Who would have made the perfect American physician? Hebard thought aviator Charles Lindbergh had the desired “racial blood.” She attributed his courageous deeds in the air to his combination of Swedish, English and Irish blood.
In addition to state licensure legislation, Hebard was an active proponent of the 1924 Reed-Johnson bill in Congress to impose severe national limits on further immigration. No matter how long they lived in the U.S., the Annals authors wrote, Catholics, Jews and Negroes were not considered 100 percent American. That designation was reserved only for Caucasian Protestants.
The Klan’s influence on the state licensure issue is difficult to determine. But Wyoming was well represented at national KKK meetings, where members could hear first-hand Grand Kleagle Hiram Evans’ explanation of the group’s radical position on immigration.

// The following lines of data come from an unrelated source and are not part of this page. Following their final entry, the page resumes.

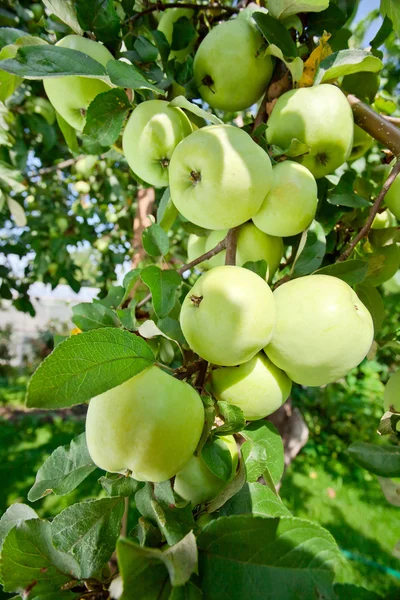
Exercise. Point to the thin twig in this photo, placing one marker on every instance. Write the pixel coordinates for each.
(373, 212)
(161, 6)
(231, 245)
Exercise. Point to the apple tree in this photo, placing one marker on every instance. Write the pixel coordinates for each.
(258, 141)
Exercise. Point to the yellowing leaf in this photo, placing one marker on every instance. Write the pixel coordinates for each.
(316, 57)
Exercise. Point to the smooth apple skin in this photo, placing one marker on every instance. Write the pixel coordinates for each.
(322, 330)
(166, 26)
(258, 387)
(71, 96)
(391, 396)
(151, 135)
(291, 203)
(252, 245)
(230, 71)
(319, 116)
(197, 484)
(219, 177)
(228, 315)
(151, 425)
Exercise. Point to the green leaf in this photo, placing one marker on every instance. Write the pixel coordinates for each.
(100, 17)
(13, 517)
(68, 132)
(350, 271)
(182, 34)
(264, 433)
(310, 257)
(280, 9)
(29, 560)
(39, 62)
(86, 365)
(125, 75)
(345, 62)
(275, 33)
(88, 316)
(163, 286)
(259, 267)
(182, 102)
(218, 459)
(269, 558)
(89, 531)
(105, 116)
(64, 10)
(155, 240)
(62, 472)
(116, 484)
(232, 416)
(380, 460)
(257, 499)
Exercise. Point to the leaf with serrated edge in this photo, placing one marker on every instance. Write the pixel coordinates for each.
(86, 365)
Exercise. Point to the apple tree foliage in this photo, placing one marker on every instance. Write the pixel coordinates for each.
(68, 203)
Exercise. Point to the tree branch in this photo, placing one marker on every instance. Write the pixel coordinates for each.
(376, 125)
(161, 6)
(374, 210)
(231, 244)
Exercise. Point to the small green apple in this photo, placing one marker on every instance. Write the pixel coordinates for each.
(258, 387)
(72, 95)
(230, 69)
(219, 177)
(391, 397)
(228, 315)
(151, 135)
(166, 26)
(322, 330)
(361, 143)
(252, 245)
(291, 203)
(318, 116)
(197, 484)
(151, 425)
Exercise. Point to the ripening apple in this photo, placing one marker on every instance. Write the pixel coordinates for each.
(318, 116)
(228, 315)
(291, 203)
(322, 330)
(219, 177)
(197, 484)
(391, 396)
(258, 387)
(72, 95)
(230, 69)
(252, 245)
(151, 134)
(166, 26)
(151, 425)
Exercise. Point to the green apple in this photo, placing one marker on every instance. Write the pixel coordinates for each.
(383, 264)
(391, 396)
(166, 26)
(219, 177)
(151, 135)
(252, 245)
(151, 425)
(291, 203)
(258, 387)
(228, 315)
(197, 484)
(322, 330)
(230, 69)
(361, 143)
(71, 96)
(318, 116)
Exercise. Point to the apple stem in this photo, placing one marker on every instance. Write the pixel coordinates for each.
(372, 214)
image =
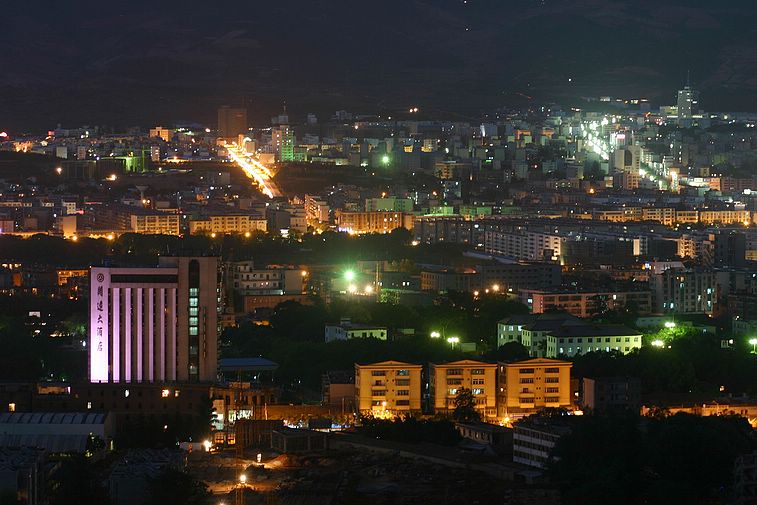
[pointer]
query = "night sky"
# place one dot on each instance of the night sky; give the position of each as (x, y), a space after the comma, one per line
(138, 62)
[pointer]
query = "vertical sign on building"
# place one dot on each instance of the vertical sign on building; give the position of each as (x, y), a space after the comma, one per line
(98, 325)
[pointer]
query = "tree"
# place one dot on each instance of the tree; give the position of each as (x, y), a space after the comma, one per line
(173, 487)
(465, 407)
(511, 351)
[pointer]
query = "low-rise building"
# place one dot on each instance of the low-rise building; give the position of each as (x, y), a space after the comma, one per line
(533, 442)
(373, 222)
(576, 340)
(525, 387)
(585, 304)
(228, 224)
(603, 394)
(388, 388)
(447, 379)
(347, 330)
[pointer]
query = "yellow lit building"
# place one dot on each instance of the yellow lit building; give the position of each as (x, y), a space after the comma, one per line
(373, 222)
(687, 216)
(228, 223)
(525, 387)
(157, 223)
(446, 380)
(388, 388)
(725, 216)
(666, 216)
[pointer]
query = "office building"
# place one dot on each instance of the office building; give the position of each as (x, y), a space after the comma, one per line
(388, 388)
(232, 122)
(533, 442)
(154, 324)
(603, 394)
(447, 379)
(347, 330)
(687, 106)
(585, 304)
(579, 339)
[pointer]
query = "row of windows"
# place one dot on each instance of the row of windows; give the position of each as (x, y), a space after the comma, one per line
(607, 340)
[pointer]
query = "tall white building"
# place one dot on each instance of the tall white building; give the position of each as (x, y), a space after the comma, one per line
(687, 104)
(154, 324)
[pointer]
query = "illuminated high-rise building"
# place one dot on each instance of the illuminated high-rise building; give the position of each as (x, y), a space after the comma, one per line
(232, 122)
(154, 324)
(687, 105)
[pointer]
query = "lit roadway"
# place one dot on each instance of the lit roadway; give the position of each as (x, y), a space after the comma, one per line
(255, 171)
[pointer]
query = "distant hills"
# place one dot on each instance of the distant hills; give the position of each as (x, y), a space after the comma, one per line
(145, 62)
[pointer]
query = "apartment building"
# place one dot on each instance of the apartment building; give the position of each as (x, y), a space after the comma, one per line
(447, 379)
(527, 386)
(373, 222)
(388, 388)
(585, 304)
(154, 223)
(228, 224)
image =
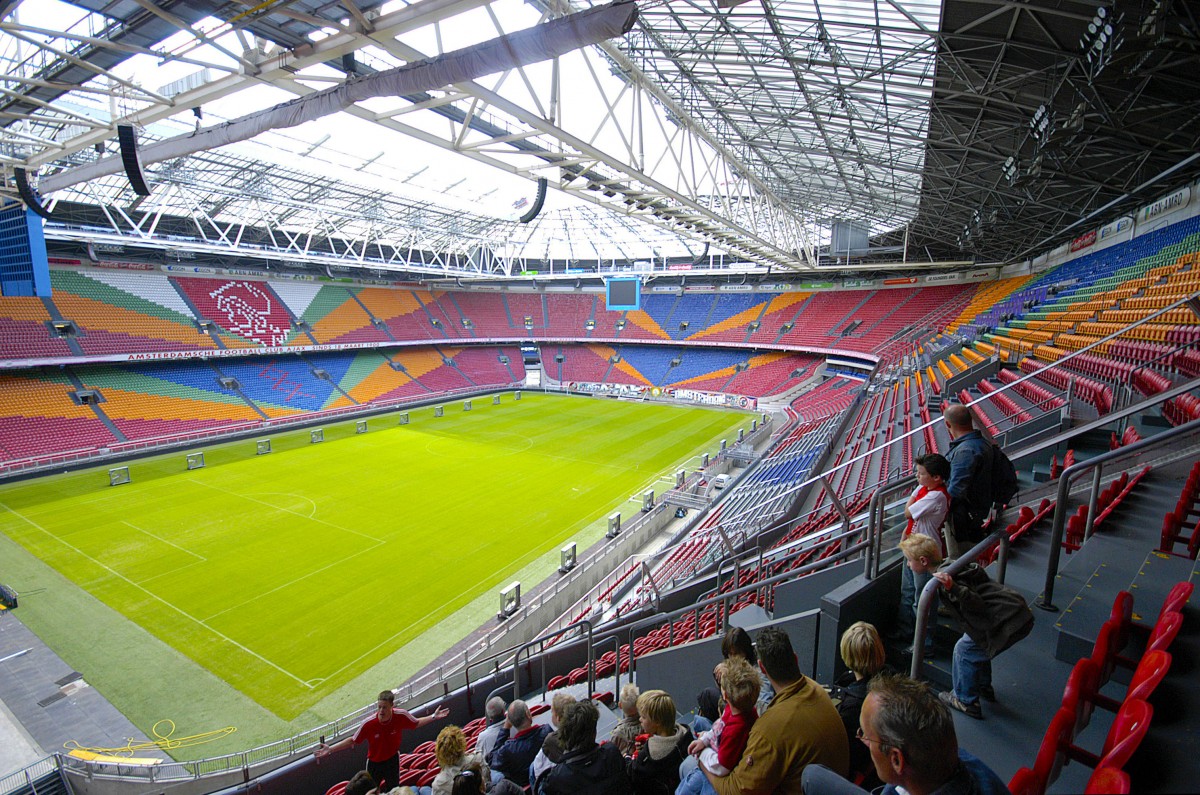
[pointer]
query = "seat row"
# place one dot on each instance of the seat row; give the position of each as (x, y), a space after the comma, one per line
(1083, 694)
(1186, 515)
(1109, 498)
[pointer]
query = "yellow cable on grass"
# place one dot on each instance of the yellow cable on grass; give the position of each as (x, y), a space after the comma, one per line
(163, 740)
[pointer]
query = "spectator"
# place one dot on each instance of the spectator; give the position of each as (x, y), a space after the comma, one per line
(551, 751)
(654, 769)
(930, 502)
(383, 734)
(736, 643)
(511, 759)
(970, 484)
(630, 724)
(360, 784)
(586, 769)
(453, 758)
(799, 728)
(862, 651)
(491, 736)
(720, 748)
(922, 556)
(473, 779)
(994, 617)
(910, 736)
(469, 781)
(363, 784)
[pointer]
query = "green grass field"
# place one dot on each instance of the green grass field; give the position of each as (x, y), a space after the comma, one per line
(289, 575)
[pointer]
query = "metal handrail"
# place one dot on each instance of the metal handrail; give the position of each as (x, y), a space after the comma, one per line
(558, 633)
(1060, 513)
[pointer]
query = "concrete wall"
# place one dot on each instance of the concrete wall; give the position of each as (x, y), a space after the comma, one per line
(859, 599)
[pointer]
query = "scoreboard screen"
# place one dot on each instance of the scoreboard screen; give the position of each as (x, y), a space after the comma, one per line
(623, 294)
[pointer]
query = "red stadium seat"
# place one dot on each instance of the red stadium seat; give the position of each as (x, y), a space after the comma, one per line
(1025, 782)
(1108, 781)
(1055, 747)
(1125, 736)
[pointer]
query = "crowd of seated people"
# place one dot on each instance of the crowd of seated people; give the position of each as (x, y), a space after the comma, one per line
(885, 729)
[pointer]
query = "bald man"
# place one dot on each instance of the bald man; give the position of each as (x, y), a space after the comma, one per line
(970, 484)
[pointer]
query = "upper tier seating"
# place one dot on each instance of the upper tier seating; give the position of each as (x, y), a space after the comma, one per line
(126, 311)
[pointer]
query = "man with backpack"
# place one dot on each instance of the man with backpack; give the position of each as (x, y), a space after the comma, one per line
(981, 476)
(994, 616)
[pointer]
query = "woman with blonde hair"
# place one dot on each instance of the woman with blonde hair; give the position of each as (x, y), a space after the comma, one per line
(453, 758)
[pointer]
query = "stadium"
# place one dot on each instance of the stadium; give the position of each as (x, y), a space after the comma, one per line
(481, 348)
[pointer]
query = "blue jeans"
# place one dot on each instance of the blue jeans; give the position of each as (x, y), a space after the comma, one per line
(972, 670)
(695, 782)
(911, 585)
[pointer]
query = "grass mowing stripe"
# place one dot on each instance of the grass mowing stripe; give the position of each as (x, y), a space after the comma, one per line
(325, 560)
(153, 596)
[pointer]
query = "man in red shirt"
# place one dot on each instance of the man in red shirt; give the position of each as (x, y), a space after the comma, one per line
(383, 733)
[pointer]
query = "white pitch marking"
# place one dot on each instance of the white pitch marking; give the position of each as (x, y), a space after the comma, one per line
(155, 596)
(163, 541)
(328, 524)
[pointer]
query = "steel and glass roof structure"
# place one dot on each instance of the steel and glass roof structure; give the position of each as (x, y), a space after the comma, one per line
(723, 133)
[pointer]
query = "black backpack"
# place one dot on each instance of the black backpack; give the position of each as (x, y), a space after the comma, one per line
(1003, 478)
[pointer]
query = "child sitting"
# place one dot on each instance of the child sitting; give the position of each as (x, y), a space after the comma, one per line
(720, 748)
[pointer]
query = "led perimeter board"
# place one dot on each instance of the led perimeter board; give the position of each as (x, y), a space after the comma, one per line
(623, 294)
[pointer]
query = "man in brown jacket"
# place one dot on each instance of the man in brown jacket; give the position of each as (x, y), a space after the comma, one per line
(801, 727)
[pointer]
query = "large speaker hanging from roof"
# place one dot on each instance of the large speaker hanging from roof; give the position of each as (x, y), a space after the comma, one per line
(27, 193)
(131, 161)
(537, 203)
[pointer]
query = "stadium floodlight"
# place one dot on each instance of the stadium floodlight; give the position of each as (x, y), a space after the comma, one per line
(613, 525)
(9, 599)
(567, 559)
(510, 599)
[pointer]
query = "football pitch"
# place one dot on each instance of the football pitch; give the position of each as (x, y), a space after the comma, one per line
(291, 574)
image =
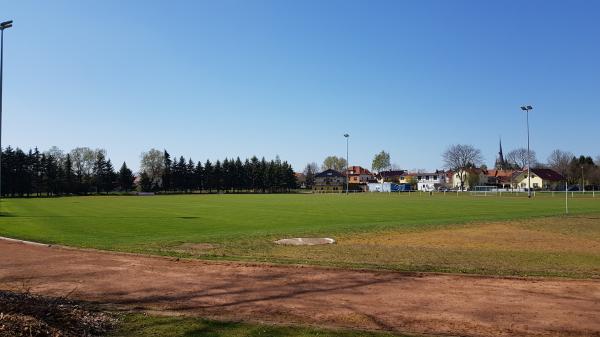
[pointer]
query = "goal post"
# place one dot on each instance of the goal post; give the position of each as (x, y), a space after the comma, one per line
(484, 191)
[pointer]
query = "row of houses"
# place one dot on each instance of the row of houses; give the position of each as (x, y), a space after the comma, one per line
(360, 179)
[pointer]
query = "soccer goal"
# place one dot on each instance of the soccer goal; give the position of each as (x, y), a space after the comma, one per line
(484, 191)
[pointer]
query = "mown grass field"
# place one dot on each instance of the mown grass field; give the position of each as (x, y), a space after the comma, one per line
(139, 325)
(486, 235)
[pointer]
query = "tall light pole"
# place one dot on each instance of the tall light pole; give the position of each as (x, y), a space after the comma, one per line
(526, 108)
(347, 136)
(582, 181)
(3, 26)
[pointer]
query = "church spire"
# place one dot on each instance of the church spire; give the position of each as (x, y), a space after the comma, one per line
(500, 163)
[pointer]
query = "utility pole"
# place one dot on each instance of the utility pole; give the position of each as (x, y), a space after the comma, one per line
(347, 136)
(526, 108)
(3, 26)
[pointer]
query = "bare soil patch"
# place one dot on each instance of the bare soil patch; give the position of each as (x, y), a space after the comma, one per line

In a newspaper article published throughout Wyoming, Evans described Negroes as “savages” and claimed Jews had “never emerg[ed] for a real intermingling with America.” Catholics, he wrote, were undesirable because they were illiterate and owed allegiance to Rome.
It didn’t take long for Wyoming to achieve its absurd goal of preventing highly qualified, foreign-trained physicians from becoming doctors in the state. But Wyoming paid a high price for its prejudices by making its existing physician shortage even worse for many years.
Meanwhile, states like Colorado, South Dakota and Virginia took full advantage of the sudden influx of foreign-trained physicians, especially Jews who fled Nazi racial persecution, to significantly upgrade the quality of their medical providers.
Because of Wyoming’s own brand of racial and religious persecution, the state lost the privilege of having many fine physicians practice here. It’s a good example of what can happen when people like Trump — who want to punish entire religions or races — achieve political power by capitalizing on people’s bigotry and fears.